Jurassic World Dominion
I imagine Steven Spielberg hearing the pitch for “Jurassic World Dominion” from Colin Trevorrow and Emily Carmichael, and just nodding in approval. Maybe he pondered what he was thinking, maybe he just thought, “Why not? Let’s just go for it.” Whatever it was, “Dominion” was the result, and it’s the most batshit insane movie he’s lended his name to since “Gremlins 2: The New Batch.” That doesn’t mean it’s anywhere near that good, however.
After 2018’s “Fallen Kingdom,” I wrote about how the “Jurassic” franchise seemed to represent Spielberg giving into an itch to make B-level genre movies that some of the other filmmakers from his generation cut their teeth on. Knowing he could never possibly top the critical success of his 1993 original, he used the sequels to make big, dumb monster movies that sometimes delivered interesting ideas, but were little more than an excuse to pad his coffers while giving audiences dinosaur action to watch. If it wasn’t clear with “The Lost World” and “Jurassic Park III,” it’s absolutely crystallized when you watch the “Jurassic World” movies, with “Dominion” being the most brazen example of this. You can’t help but admire the hustle, in a way.

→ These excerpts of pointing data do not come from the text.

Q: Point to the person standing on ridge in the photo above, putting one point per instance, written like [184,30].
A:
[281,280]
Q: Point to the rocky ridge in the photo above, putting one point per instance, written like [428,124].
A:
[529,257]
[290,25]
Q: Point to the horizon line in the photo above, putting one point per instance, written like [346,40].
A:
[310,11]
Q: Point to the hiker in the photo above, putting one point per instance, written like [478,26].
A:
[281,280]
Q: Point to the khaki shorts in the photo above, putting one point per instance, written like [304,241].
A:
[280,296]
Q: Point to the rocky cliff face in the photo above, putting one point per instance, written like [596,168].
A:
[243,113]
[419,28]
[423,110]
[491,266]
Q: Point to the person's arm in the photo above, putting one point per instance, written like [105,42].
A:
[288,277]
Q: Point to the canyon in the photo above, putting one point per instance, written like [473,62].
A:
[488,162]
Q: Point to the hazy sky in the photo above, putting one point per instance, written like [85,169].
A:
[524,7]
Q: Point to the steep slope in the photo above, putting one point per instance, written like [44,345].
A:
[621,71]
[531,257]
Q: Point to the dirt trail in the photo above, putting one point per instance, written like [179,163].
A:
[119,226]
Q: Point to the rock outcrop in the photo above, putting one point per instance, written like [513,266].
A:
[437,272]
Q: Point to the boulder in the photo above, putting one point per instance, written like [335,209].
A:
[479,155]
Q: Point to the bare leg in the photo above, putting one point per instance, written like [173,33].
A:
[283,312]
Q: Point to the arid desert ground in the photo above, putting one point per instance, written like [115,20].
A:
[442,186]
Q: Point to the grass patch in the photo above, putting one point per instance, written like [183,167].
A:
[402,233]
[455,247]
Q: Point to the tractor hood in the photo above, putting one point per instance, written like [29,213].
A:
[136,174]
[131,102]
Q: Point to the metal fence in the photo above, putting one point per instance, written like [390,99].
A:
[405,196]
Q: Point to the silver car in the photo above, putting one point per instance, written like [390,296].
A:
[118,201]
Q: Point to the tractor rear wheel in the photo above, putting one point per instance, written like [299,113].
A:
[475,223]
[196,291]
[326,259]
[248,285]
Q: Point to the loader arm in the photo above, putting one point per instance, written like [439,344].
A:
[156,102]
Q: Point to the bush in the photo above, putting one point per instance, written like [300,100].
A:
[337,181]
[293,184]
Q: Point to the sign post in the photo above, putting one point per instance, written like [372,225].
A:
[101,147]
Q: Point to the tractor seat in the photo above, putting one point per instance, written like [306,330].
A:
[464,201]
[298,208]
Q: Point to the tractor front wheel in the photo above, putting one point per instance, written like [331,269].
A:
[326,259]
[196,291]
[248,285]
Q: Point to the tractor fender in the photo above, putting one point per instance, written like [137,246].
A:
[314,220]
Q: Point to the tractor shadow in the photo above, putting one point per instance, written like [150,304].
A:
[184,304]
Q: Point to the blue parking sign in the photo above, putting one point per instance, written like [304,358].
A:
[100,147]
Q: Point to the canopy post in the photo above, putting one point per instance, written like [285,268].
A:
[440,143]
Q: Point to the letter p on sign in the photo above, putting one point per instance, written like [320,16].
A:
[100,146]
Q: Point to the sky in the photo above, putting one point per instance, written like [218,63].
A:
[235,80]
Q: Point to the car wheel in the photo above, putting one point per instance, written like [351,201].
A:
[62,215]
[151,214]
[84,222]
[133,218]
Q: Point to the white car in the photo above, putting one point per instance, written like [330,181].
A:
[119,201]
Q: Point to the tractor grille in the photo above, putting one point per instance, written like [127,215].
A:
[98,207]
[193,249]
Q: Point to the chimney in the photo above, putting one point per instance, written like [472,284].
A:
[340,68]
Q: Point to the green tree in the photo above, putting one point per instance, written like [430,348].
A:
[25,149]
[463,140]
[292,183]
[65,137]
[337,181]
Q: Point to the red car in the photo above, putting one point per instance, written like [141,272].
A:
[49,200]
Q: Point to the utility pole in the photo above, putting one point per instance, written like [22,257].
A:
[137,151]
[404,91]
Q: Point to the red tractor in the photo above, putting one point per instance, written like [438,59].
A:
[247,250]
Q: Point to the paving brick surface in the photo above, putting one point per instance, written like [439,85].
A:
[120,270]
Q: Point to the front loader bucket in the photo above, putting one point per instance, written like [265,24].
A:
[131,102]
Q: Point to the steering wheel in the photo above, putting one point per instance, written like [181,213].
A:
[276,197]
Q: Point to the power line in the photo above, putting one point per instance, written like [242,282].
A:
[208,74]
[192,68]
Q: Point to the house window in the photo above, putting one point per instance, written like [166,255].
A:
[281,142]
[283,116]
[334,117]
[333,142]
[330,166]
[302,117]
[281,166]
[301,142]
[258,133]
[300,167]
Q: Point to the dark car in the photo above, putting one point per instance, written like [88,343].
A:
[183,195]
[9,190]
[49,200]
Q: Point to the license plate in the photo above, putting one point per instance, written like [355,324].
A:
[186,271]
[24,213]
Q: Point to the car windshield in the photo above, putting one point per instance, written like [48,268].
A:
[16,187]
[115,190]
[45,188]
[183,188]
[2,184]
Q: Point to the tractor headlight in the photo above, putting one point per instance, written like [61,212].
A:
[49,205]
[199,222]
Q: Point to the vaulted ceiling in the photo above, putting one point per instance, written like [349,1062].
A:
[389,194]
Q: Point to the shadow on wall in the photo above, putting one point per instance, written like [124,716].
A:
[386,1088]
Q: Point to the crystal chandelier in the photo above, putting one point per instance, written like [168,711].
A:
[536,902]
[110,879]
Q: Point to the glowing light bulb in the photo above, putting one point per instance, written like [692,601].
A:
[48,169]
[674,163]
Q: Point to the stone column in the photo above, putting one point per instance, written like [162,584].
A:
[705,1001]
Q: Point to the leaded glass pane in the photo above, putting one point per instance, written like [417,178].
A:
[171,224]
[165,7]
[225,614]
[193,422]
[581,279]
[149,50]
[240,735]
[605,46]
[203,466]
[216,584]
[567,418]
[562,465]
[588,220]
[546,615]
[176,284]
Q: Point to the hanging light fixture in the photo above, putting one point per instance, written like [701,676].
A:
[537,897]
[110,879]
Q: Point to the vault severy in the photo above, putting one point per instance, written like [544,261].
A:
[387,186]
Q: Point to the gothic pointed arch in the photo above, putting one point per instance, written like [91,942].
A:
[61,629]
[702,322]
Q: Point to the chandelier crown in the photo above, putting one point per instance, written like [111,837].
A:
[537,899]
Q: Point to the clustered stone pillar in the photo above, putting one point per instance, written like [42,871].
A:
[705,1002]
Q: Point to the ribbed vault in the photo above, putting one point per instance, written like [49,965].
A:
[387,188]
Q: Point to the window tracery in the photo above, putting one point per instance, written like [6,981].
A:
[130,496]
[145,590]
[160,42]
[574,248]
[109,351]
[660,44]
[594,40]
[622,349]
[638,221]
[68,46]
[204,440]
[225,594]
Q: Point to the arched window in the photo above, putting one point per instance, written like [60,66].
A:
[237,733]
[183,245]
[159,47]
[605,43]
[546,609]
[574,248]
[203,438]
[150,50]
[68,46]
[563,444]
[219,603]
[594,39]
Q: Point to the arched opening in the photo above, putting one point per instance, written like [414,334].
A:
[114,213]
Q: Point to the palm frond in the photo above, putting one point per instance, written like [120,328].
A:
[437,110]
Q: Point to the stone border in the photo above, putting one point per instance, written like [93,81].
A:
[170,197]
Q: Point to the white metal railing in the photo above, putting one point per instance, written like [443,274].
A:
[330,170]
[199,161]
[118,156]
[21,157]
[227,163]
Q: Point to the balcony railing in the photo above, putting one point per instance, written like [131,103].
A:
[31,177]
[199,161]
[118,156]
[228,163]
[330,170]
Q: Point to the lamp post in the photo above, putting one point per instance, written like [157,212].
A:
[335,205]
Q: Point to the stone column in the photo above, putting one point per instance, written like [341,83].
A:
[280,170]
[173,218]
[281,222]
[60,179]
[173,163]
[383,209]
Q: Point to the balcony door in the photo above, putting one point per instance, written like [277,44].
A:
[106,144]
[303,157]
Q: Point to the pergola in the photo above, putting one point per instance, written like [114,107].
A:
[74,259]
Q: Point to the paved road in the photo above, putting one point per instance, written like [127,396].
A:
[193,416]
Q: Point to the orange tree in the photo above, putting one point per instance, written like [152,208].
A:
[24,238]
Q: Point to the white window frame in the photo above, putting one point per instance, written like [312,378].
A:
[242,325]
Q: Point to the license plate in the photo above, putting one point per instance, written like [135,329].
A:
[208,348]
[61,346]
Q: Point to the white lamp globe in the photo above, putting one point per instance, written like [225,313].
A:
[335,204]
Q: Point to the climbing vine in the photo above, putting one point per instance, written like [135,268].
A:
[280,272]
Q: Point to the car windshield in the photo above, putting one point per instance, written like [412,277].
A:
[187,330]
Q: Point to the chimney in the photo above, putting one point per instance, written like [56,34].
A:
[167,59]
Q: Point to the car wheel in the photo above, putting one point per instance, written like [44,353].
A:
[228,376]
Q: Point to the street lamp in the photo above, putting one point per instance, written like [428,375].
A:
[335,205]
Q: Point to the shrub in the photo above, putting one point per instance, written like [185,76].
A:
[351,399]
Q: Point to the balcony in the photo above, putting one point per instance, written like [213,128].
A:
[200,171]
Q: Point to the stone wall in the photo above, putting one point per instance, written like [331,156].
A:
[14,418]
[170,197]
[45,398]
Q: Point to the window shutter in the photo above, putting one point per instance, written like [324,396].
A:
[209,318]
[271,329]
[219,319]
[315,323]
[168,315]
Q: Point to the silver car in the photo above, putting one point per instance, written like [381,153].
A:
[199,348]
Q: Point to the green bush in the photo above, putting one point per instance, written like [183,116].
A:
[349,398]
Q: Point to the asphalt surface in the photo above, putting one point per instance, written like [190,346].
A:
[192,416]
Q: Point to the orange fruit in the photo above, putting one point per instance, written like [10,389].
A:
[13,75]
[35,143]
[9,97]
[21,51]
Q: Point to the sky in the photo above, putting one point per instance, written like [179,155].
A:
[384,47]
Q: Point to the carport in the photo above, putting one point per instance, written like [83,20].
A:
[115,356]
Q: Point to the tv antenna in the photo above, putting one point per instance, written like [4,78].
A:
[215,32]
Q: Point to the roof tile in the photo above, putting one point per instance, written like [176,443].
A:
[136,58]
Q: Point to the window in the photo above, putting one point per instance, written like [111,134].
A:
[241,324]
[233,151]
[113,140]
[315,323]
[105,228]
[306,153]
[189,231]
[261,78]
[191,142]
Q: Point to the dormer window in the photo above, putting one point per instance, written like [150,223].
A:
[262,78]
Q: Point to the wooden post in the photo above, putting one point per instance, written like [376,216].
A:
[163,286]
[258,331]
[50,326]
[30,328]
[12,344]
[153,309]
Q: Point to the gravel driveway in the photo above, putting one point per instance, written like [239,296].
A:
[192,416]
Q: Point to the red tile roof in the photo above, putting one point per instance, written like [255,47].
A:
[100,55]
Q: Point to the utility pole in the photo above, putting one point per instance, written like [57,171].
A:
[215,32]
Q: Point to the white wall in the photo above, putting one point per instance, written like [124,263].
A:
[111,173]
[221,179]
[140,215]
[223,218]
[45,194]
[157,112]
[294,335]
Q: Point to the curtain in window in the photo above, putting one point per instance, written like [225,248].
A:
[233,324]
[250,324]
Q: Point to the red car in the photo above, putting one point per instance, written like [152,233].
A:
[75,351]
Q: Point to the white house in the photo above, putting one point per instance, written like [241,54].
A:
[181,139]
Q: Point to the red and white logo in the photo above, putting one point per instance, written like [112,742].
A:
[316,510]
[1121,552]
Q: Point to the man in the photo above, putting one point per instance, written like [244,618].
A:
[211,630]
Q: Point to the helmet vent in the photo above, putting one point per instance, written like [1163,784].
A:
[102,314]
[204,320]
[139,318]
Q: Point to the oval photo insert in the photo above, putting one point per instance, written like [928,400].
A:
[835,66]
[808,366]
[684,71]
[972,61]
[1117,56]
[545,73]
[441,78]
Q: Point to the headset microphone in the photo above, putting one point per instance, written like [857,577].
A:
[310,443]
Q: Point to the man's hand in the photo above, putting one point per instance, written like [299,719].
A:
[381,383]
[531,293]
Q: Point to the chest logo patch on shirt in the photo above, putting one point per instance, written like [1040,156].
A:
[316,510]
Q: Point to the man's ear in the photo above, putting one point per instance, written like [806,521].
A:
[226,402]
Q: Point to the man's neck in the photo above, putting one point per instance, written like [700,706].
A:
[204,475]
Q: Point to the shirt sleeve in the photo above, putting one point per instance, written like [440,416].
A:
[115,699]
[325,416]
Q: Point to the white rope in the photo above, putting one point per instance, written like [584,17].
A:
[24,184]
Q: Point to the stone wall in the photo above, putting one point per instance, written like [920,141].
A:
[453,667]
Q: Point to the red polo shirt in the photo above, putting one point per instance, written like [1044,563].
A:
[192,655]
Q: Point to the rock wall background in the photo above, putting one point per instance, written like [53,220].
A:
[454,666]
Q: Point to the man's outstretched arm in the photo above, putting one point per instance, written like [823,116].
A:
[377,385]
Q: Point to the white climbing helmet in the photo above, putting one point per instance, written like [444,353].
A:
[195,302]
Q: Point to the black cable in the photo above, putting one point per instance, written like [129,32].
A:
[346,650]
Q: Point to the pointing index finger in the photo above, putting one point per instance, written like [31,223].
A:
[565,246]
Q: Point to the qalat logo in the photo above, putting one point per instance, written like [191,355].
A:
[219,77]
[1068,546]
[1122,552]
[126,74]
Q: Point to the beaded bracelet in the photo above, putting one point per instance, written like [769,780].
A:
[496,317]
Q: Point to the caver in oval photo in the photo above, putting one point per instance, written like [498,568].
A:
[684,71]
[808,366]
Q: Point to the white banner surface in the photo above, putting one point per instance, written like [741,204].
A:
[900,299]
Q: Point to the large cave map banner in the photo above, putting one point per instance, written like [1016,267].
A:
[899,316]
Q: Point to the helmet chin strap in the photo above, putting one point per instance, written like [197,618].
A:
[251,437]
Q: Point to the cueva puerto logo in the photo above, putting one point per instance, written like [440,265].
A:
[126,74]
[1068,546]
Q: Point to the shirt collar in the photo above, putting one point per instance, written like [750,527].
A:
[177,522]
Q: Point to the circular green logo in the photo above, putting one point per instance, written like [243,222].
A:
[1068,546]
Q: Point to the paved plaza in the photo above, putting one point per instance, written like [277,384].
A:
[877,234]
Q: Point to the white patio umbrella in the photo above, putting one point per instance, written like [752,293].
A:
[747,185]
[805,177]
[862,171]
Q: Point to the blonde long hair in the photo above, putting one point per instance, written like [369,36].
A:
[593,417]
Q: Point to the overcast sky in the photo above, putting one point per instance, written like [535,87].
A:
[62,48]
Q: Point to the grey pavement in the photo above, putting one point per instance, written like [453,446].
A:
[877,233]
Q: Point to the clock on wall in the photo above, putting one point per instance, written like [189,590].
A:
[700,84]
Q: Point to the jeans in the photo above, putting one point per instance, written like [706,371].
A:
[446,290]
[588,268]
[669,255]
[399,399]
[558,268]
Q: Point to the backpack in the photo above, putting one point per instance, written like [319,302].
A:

The ending of “Fallen Kingdom” pointed to something I loved the idea of from the second it seemed possible in these films- dinosaurs on the mainland, affecting the ecology of Earth that we’ve built, and the chaos that could ensue. I suppose it’s inevitable that “Dominion” doesn’t really deal with that throughout its entire 146-minute running time, but I’m not going to lie- the ways it does are so bizarre and ridiculous I couldn’t help but love it. Dinosaur poachers, underground Dino-fighting. Dinosaur trafficking. There’s a scene here that’s like a dinosaur-laden Mos Eisley cantina, and I’m not going to lie- it was heaven. Bring. It. On.
I don’t even know where to begin in explaining the story of this film, because honestly, there are few blockbusters with less structural shape in recent memory. Here’s what you need to know: Blue the velociraptor had a kid; Owen (Chris Pratt) and Claire (Bryce Dallas Howard) adopted Maisie Lockwood (Isabella Sermon), the clone “granddaughter” from “Fallen Kingdom”; Dr. Alan Grant (Sam Neill) is still digging up fossils; Dr. Ellie Sattler (Laura Dern) is studying a locust outbreak that threatens our food supply; and Dr. Ian Malcolm (Jeff Goldblum) is working for our latest megalomaniac billionaire (Campbell Scott, only doing the second most comedically absurd riff on Steve Jobs I’ve seen in the past eight months) who thinks they can harness the power of genetic science for their own purposes. Eventually, they all end up at a sanctuary/scientific campus in Europe, where dinosaur mayhem goes up to 11.
The movie doesn’t make a lick of narrative sense, but Trevorrow has some absolutely beautiful images in store for us. Owen riding with dinosaurs in a snowy plain at the beginning. Claire trying to hide from a dinosaur that looks like a giant sloth. Triceratops’s in the sunset. Some apocalyptic images when the sanctuary seems in peril. This film continues the striking visuals of beautiful and horror from “Fallen Kingdom” when it isn’t aping sequences from previous films in the franchise, or other films. When Owen and Claire are in Malda for one of the more ridiculous sequences in the film, the way it unfolds feels like a Jason Bourne film, and honestly? I loved every crazy minute of it. Yes, it should matter that a film has an internal logic, but there’s something to be said for just letting things rip. I get it if you can’t forgive this film it’s logical sins, though; again, I’m not going to pretend this is good filmmaking- it’s just maximalist filmmaking, which honestly feels like the way this franchise should go out.
As a kid, I remember the dinosaur exhibit that made the rounds around the country, and instilled in many of us a sense of imagination of what those monsters were like. On the other side, we had “The Flinstones,” which showed man living with dinosaurs in a wholly ridiculous, sitcom manner. I didn’t watch “The Land Before Time” or “Fantasia,” with its powerful “Rite of Spring” sequence, when I was a kid. “Jurassic Park,” though, has been a staple of my pop culture for 2/3s of my life, and it tapped into those memories of the exhibit that still exist. Five films later, and the wonder of dinosaurs on-screen has been replaced by pulpy, ridiculous adventures that test the idea of smart characters doing stupid things like few film franchises do. The only sense of awe I have towards it is how I’m still a sucker for every minute of it.